By Del Quentin Wilber
Washington Post Staff Writer
Thursday, August 13, 2009; B08
D.C. Attorney General Peter Nickles acknowledged Wednesday that District lawyers made "serious errors" while defending against two lawsuits brought by nearly 400 people arrested during a 2002 protest in downtown Washington.
The comments came in a lengthy affidavit filed in response to an order issued last month by a federal judge frustrated with the D.C. government's handling of evidence in the case. Some records, including key reports and sections of dispatch tapes, have vanished. Attorneys for the protesters accuse D.C. officials of destroying the records.

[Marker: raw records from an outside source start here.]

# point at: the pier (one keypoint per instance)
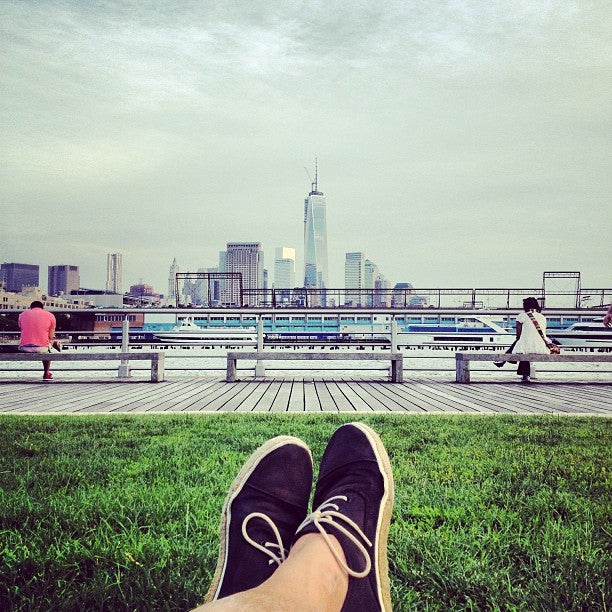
(415, 396)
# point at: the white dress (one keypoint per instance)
(530, 340)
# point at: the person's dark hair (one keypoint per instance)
(531, 304)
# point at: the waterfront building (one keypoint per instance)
(63, 280)
(144, 294)
(172, 272)
(284, 272)
(354, 278)
(376, 284)
(16, 276)
(247, 259)
(22, 300)
(315, 239)
(114, 273)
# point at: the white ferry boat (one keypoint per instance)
(187, 332)
(453, 330)
(583, 334)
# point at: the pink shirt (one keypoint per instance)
(37, 326)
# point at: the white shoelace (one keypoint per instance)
(325, 514)
(278, 557)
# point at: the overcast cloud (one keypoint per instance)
(460, 144)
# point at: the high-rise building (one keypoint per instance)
(16, 276)
(315, 238)
(63, 280)
(246, 258)
(354, 277)
(376, 284)
(114, 273)
(284, 271)
(174, 269)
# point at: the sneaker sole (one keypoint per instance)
(384, 519)
(235, 488)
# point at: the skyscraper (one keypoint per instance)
(284, 272)
(114, 272)
(174, 268)
(315, 238)
(16, 276)
(284, 268)
(63, 280)
(354, 277)
(246, 258)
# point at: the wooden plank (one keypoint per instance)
(326, 401)
(311, 399)
(198, 394)
(222, 396)
(267, 399)
(340, 400)
(180, 397)
(244, 390)
(250, 404)
(357, 403)
(296, 400)
(281, 401)
(364, 392)
(428, 401)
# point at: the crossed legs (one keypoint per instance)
(310, 579)
(275, 555)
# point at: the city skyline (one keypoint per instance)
(458, 143)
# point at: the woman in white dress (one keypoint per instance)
(528, 338)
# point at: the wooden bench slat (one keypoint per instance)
(156, 358)
(396, 360)
(462, 360)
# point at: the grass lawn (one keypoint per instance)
(122, 512)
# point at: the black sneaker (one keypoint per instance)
(264, 507)
(353, 501)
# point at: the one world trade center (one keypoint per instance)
(315, 240)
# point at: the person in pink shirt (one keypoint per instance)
(37, 333)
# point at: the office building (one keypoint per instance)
(63, 280)
(247, 259)
(315, 239)
(114, 273)
(16, 276)
(354, 278)
(172, 272)
(376, 284)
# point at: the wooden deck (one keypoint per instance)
(212, 394)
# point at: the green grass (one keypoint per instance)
(121, 513)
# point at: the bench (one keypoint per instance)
(396, 359)
(156, 358)
(462, 360)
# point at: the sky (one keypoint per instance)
(459, 143)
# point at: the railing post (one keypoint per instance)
(260, 369)
(124, 366)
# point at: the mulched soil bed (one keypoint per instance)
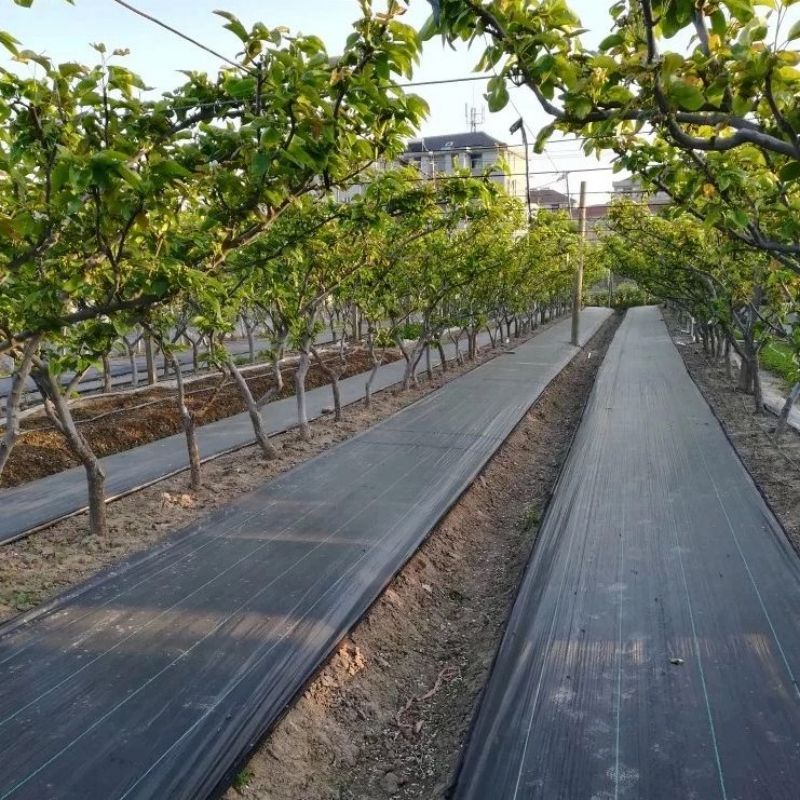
(37, 568)
(123, 423)
(775, 466)
(388, 714)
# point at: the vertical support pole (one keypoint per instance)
(577, 289)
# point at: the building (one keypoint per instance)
(632, 189)
(552, 200)
(475, 151)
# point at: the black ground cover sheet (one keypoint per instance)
(156, 679)
(654, 646)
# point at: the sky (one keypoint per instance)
(64, 32)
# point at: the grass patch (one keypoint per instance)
(778, 358)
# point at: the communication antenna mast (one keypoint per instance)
(474, 117)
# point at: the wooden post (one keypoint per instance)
(577, 290)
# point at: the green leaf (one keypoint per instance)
(741, 9)
(614, 40)
(686, 95)
(9, 42)
(790, 172)
(240, 88)
(234, 25)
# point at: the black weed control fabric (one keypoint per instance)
(653, 649)
(157, 679)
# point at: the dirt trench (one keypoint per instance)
(388, 715)
(35, 569)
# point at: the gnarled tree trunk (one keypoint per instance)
(14, 399)
(59, 413)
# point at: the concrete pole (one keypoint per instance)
(577, 289)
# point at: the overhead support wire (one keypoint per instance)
(183, 36)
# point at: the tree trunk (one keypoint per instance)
(745, 379)
(300, 386)
(783, 417)
(14, 399)
(728, 368)
(106, 374)
(376, 362)
(267, 448)
(189, 428)
(758, 393)
(131, 348)
(442, 356)
(150, 361)
(251, 344)
(58, 411)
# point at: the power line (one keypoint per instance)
(184, 36)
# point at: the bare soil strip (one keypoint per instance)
(387, 716)
(118, 423)
(775, 466)
(36, 569)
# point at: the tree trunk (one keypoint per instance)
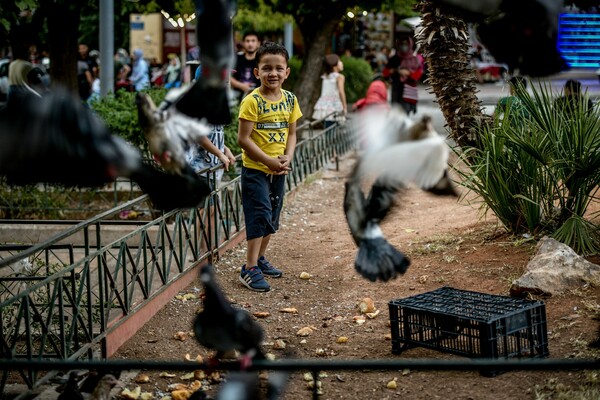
(316, 44)
(63, 22)
(445, 43)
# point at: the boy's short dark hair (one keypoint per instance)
(251, 33)
(272, 48)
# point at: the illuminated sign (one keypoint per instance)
(579, 39)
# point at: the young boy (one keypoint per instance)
(267, 136)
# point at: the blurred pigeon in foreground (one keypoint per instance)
(208, 98)
(221, 327)
(169, 132)
(54, 139)
(421, 162)
(71, 391)
(102, 390)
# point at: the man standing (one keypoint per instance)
(243, 80)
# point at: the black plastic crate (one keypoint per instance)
(470, 324)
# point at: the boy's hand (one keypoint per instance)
(226, 161)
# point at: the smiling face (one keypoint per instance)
(272, 71)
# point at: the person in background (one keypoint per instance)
(267, 136)
(333, 93)
(173, 72)
(86, 55)
(210, 150)
(572, 99)
(405, 69)
(18, 70)
(140, 75)
(243, 80)
(122, 70)
(375, 98)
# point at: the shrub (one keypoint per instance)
(295, 65)
(119, 112)
(539, 174)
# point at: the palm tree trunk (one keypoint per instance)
(445, 43)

Nickles added that he was working to settle the lawsuits, which were brought by nearly 400 protesters and bystanders arrested without warning while they demonstrated at the World Bank and International Monetary Fund on Sept. 27, 2002.
Nickles said he was launching an internal investigation into the evidence lapses and the delays in turning over many records to the protesters' attorneys. He said the mistakes "are inexcusable and should not have occurred."
D.C. government attorneys "made serious errors in managing and producing documents," he said.
Mara Verheyden-Hilliard, an attorney for the protesters, said the filing was "inadequate."
"This affidavit makes clear that an independent prosecutor needs to investigate the conduct of the District government," she said.